Thursday, July 31, 2008

Twenty years down the road

My mom came across a newspaper article from 20 years ago that featured some of my classmates and me and an architecture project we did. So freakin' amusing to look back on it now. (That's me, with the bad hair day, behind the model of our school.)


Wed., June 22, 1988

MODEL STUDENTS


Kids build on new ideas


When is a school not a school?


When it’s a scaled down likeness of same made out of foamboard, cut with a Dremel saw, put together with Elmer’s Glue and painted.

Just such a version of Markham Place School, Little Silver,was created by three sixth graders there – Aimee B., Danny C. and Becky R. – and received an Excellence Award in the Children’s Architecture Exhibit staged in Round Valley Elementary School, Lebanon Township.


Excellence Awards are the highest awards for the total exhibition.

The annual event is sponsored by the Children’s Architecture Association established in 1982 by Constance Fraze Ph.D., Oldwick, Tewskbury Township,a cognitive theorist who ran a graduate center of research on how children learn at Rutgers University.


Ms. Fraze believes children aged 6 to 12 need to be doing alot of three-dimensional work to further their learning and understanding. Currently, she conducts spring and fall teachers’ workshops on that subject in Oldwick.


“My notion in a nutshell,” she explained, “is that we literally construct our intelligence during the concrete period of operations in childhood; I’m using architecture to help children understand the use of space.”


The annual exhibition – “not a contest really,” Ms. Fraze pointed out – started with castles and went on from there. This year, 78 students from eight school districts participated. Twenty-three projects were displayed.


Categories included castles, bridges, historic buildings,modern and future structures. Students from the Little Silver Schools’ gifted and talented program had entries in all.


A scaled-down version of the Twin Lights Museum, Highlands, also received an Excellence Award.

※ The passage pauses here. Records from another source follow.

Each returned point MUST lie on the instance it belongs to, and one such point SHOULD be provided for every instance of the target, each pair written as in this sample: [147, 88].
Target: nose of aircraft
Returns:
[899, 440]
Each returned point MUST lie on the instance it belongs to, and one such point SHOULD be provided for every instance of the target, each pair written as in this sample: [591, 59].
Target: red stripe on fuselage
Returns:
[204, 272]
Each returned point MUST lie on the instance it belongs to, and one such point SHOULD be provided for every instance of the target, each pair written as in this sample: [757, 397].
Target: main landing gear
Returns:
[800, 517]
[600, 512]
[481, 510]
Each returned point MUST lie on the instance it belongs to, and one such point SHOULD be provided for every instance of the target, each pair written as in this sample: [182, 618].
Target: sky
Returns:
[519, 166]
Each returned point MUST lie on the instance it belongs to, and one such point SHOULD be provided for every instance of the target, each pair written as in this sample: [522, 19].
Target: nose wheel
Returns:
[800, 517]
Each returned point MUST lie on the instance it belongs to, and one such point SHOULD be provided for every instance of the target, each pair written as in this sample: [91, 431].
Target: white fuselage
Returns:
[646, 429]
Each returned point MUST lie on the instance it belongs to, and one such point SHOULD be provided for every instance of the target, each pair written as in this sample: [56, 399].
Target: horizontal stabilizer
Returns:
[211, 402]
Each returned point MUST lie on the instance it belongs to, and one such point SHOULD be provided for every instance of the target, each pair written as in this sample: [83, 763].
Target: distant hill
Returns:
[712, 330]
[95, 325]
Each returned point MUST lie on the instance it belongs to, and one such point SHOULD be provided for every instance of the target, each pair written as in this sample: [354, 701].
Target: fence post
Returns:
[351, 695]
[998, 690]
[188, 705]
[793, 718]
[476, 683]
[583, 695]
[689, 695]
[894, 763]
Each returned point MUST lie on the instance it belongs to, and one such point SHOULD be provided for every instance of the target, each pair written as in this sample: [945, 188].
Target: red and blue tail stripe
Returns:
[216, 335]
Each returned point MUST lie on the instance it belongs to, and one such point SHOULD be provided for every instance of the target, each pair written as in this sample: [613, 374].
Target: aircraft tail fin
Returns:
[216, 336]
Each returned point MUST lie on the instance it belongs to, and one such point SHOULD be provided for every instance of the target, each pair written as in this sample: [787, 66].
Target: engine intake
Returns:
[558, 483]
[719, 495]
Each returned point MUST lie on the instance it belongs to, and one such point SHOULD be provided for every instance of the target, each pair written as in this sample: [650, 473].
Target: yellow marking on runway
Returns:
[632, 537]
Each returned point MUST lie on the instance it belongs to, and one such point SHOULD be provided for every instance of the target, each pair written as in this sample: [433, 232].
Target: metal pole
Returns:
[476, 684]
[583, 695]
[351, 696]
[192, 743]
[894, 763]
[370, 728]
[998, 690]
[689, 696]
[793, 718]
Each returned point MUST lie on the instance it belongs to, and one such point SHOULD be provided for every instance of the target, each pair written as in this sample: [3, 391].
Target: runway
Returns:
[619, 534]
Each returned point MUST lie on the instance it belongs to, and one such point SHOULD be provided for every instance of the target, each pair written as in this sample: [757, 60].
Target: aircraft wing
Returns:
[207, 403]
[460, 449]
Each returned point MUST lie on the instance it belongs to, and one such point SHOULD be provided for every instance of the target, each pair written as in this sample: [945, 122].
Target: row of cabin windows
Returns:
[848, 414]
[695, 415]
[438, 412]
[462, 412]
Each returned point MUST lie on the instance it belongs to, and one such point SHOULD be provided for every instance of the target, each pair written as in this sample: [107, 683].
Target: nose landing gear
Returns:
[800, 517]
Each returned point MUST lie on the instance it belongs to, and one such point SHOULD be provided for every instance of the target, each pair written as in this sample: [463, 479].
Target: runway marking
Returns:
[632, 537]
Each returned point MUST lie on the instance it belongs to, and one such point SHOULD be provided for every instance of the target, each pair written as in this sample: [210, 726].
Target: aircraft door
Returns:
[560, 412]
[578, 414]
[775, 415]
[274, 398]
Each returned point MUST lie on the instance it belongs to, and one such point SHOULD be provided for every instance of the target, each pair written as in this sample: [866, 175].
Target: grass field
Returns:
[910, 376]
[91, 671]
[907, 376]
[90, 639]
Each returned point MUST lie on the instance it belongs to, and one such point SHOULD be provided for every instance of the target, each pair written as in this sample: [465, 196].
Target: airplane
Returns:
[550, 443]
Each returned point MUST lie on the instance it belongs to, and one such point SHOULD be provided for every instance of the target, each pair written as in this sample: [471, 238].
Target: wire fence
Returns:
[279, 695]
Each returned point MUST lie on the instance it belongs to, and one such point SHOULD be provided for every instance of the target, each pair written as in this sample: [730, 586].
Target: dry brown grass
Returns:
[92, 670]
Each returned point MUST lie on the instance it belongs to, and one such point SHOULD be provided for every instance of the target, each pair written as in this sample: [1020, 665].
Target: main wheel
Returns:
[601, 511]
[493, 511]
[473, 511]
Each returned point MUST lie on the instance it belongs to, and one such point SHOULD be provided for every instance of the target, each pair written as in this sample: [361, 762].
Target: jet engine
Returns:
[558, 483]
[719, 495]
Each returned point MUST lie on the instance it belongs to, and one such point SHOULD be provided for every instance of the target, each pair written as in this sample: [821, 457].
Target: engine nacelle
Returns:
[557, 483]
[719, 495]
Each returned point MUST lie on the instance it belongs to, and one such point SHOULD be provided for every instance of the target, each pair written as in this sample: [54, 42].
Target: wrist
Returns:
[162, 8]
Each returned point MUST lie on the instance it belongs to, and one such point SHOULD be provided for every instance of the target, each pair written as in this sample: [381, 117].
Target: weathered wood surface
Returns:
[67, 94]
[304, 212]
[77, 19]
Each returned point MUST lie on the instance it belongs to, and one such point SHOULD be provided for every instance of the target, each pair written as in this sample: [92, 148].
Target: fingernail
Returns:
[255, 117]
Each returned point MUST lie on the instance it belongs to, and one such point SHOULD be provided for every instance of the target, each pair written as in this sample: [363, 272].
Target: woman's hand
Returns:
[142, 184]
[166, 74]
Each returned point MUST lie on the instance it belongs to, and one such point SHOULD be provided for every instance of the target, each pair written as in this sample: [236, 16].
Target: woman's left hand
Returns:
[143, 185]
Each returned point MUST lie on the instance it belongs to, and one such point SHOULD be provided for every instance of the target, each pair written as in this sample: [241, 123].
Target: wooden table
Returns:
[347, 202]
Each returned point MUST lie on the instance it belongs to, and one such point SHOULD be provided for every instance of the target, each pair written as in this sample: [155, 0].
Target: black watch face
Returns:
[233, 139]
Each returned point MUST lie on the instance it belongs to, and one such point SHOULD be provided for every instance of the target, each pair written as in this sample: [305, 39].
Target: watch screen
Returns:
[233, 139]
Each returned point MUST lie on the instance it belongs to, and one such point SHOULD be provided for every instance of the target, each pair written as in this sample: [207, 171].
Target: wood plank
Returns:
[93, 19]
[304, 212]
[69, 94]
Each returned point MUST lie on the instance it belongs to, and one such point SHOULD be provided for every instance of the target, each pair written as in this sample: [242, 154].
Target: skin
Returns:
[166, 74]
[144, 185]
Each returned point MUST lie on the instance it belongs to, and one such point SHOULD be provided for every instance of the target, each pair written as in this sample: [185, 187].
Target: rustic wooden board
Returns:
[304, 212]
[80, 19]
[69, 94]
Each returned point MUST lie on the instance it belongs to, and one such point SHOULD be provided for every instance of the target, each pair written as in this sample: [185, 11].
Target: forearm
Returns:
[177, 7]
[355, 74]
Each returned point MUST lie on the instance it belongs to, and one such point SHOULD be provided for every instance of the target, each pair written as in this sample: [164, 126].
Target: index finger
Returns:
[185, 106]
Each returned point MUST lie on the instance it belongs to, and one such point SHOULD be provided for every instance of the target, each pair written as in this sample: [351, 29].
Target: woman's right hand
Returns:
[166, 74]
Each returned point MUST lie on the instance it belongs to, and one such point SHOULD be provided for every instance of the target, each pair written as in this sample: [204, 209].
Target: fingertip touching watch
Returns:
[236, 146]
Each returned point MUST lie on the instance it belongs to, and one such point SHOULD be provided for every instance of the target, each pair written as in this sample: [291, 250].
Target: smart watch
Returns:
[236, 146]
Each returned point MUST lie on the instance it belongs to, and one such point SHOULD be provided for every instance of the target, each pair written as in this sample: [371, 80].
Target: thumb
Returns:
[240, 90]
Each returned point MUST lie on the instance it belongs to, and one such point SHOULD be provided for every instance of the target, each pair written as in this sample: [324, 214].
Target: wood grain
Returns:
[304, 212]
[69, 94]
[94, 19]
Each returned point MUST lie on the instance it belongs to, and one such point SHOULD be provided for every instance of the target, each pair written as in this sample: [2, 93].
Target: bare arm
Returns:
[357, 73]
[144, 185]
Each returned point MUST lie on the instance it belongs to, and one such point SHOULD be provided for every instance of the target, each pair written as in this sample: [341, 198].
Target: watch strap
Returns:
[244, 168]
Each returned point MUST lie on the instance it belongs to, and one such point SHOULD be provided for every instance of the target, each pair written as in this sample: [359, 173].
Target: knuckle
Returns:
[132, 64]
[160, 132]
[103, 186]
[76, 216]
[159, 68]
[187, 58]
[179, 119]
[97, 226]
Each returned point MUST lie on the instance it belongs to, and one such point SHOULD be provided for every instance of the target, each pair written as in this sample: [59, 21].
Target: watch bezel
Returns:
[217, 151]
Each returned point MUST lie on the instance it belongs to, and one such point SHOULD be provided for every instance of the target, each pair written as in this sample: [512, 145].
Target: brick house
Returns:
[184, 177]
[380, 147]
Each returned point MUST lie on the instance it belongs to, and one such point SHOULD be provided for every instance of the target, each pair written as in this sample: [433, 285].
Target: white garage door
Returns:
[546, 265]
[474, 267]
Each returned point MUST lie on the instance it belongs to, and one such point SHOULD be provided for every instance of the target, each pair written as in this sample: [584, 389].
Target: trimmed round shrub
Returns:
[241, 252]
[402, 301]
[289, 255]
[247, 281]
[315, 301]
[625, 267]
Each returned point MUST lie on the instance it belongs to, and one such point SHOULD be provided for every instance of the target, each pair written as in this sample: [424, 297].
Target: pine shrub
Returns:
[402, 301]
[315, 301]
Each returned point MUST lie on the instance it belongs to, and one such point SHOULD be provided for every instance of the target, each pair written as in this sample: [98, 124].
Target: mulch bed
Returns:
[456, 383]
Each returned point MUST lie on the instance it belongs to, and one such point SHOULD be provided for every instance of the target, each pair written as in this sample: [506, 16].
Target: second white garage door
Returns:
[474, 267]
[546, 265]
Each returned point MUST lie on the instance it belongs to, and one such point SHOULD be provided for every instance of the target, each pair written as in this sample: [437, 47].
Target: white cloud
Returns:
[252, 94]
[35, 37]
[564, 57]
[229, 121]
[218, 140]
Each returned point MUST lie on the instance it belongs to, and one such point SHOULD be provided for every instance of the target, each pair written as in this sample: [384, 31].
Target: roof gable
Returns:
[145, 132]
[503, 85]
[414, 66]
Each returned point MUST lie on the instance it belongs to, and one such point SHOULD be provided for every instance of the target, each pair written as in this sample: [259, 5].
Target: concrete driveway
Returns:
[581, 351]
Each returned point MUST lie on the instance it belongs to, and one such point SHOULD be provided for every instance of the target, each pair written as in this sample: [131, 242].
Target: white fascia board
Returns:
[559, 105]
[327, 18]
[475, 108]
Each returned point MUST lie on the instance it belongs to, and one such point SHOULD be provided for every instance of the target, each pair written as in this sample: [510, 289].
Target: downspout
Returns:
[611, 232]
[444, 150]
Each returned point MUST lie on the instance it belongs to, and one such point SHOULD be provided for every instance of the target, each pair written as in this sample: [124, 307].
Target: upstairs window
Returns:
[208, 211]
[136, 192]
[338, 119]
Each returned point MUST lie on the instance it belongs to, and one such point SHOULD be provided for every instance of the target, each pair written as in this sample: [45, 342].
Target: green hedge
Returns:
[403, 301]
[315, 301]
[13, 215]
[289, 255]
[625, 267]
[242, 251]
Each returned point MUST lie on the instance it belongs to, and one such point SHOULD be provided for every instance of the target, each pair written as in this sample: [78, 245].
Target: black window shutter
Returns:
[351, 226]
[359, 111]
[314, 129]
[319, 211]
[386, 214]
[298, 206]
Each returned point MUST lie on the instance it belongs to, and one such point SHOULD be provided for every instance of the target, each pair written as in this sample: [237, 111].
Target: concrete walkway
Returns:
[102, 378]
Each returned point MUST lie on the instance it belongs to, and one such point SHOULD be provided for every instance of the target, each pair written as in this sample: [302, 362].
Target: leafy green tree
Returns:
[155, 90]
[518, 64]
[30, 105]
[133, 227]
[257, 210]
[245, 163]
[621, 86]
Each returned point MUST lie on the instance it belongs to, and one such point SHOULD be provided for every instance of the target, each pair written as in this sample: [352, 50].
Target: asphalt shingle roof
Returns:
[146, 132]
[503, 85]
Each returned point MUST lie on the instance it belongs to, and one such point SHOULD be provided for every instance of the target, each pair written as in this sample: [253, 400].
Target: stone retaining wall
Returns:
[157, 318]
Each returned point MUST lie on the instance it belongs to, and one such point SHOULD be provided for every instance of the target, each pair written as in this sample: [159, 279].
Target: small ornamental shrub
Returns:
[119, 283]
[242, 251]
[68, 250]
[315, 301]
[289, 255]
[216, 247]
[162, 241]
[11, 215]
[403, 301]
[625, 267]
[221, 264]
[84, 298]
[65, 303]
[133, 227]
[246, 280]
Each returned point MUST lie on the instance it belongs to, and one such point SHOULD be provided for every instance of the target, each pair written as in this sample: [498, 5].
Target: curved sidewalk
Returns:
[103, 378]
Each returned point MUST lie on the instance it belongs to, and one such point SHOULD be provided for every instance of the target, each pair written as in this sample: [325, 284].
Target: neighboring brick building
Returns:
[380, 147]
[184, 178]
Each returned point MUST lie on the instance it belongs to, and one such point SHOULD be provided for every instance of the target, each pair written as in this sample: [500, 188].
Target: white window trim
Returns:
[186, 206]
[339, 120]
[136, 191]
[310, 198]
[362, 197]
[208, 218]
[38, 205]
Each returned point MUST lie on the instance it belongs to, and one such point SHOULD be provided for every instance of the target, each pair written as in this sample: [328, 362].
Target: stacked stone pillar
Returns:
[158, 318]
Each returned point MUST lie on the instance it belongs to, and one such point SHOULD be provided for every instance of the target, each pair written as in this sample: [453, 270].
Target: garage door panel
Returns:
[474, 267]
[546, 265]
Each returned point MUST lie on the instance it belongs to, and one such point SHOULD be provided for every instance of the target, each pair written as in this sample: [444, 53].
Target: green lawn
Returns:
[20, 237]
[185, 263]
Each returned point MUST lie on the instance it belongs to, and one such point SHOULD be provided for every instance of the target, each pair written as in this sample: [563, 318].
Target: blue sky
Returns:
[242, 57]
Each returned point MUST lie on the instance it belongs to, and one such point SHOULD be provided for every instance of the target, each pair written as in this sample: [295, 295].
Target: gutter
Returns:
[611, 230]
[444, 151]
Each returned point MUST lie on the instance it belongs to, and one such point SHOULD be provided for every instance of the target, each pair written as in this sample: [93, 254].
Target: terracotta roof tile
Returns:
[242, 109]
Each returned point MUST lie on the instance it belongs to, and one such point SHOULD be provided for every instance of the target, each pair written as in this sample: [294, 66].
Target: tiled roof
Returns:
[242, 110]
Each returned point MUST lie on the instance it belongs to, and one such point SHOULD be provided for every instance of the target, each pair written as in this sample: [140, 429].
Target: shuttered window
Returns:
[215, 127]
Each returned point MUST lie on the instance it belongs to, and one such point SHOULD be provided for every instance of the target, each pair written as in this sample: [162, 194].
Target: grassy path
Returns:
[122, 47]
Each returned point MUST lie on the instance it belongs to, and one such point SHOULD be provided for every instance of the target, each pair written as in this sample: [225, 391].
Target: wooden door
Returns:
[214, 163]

It was created by sixth graders William B., Matt R. and David N.

Rachel W., a fourth grader, received second place in the total exhibit for her fancy robot Mitchell George, who was a star of the show and entertained students by marching around the gym.


This is the fourth year students from Little Silver have shown in the exhibit, according to Joanne B., teacher in the school system’s gifted and talented program. Twenty-six students participated and learned to use such tools as T-squares, metal rulers, tape measures, levelers and Dremel sand and scroll saws to build their projects.


An Underwater Sea Castle,that included a McFish Restaurant, took first place in the fifth grade category designated the Castle Competition. Creators of the Sea Castle were fifth graders Mike V. and Mark S. and fourth graders Noelle H., Richard D., Richard B., Sam S., Taylor W. and Jennifer R.


Stephen K. won the first place award in the sixth grade category, modern division, for his version of New York’s World Trade Center, while fifth graders Bjorn S. and Matt R. took second place for their version of the Golden Gate Bridge, San Francisco.


Fifth graders Jennifer B., Emily K., Sam S., Jennifer J. and Gretchen S. shared a first place historic award. They built a model of the White House, Washington, D.C., and discovered just how many additions were added to the original building.


Sixth graders John H. and Amiee M. shared a second place award for the Empire State Building, New York, and fifth grader Audrey W. took first place in the castle contest for her purple pagoda.


According to Mrs. B., the architecture project provides students a chance to research and execute. She said many after-school hours were sacrificed to put on the finishing touches.


“The students,” she said, “have a great deal of pride intheir finished products and the exhibit furnished them an audience whoappreciate their endeavors.”